But most importantly, you need a job where you can do actually do this.
I've worked for a few startups (wow, ironic) where it was impossible to switch off because everything was being thrown at me as often as possible.
Yeah, they had unlimited vacation and perks like "work from home", "summer Fridays", "beer:30" but these were mostly ruses which helped them be even more effective; not me.
The easiest way to start to separate your work from your life is to move into a boring job. Sorry.
Moving fast and breaking things is cool. Changing the world is super-cool. But it's mostly passion-based work. In the heat of passion, a lot of things get overlooked.
If you work from home, first off, set aside a space that is dedicated to work. Secondly, create rituals for leaving work that include activities you never do while working. Maybe that’s reading fiction or meditating or yoga or lighting candles or singing karaoke or whatever. Your ritual should take at least 20 minutes, and not be allowed to be interrupted by work.
2) Get in the habit of writing down everything that's in your head. I keep a simple bullet journal so that everything in my head has a single place to go. Note: It's better to actually physically WRITE it than to type it.
3) Hobbies. Find something your passionate about that you look forward to doing when you're off work. That'll keep your brain off of the other stuff.
4) Exercise. A lot of time, mental anxiety can be cured with physical effort.
Those are ways I've successfully done it. Any of them work for me, but they're ordered here by the most effective (for me).
Just find a way to get it out of your head, and it should stay out until you get bored.

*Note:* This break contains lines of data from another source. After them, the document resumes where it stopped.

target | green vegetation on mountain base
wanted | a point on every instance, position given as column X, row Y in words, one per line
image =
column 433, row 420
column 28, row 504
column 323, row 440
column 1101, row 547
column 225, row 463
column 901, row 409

The hassle of maintaining two setups, having to log into the personal/work one to do something even small has helped me almost completely tune out work when I don't need it.
Tennis is my sport, and takes a lot of concentration to play well. Loss of focus is death in tennis.
Also all the focusing my eyes from near to far over and over again I think evens out the hours spent staring at a screen two feet away.
You probably don't want to sit behind a desk with a keyboard and mouse, though. Get a console.